A support vector machine (SVM) is a supervised machine learning model which can be used for both classification and regression. But they have been extensively used for solving complex classification problems such as image recognition, voice detection etc.
SVM algorithm outputs an optimal hyperplane that best separates the tags. The hyperplane is a boundary that ‘separates’ the data set into its classes. It could be lines, 2D planes, or even n-dimensional planes.
In addition to performing linear classification, SVM’s can efficiently perform non-linear classification also.

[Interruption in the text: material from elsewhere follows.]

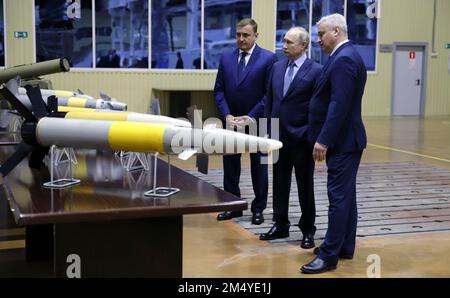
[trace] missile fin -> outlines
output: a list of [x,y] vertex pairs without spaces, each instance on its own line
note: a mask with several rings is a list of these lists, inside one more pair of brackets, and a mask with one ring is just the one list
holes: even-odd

Non-linear SVM is used when the data can’t be separated using a straight line.
With the help of kernel functions, we can transform the data into another dimension that has a clear division between the two classes. Kernel functions help transform non-linear spaces into linear spaces.
Pros and Cons — SVM
- It is useful for both linearly Separable (hard margin) and Non-linearly Separable (soft margin) data.
- It is effective in high-dimensional spaces.
- It is effective in cases where a number of dimensions are greater than the number of samples.
- It uses a subset of training points in the decision function (called support vectors), so it is also memory efficient.
- Picking the right kernel and parameters can be computationally intensive.
- It also doesn’t perform very well, when the data set has more noise i.e. target classes are overlapping
- SVM doesn’t directly provide probability estimates, these are calculated using an expensive five-fold cross-validation.
SVMs are linear models that require numeric attributes. In case the attributes are non-numeric, we have to convert them to a numeric form in the data preparation stage.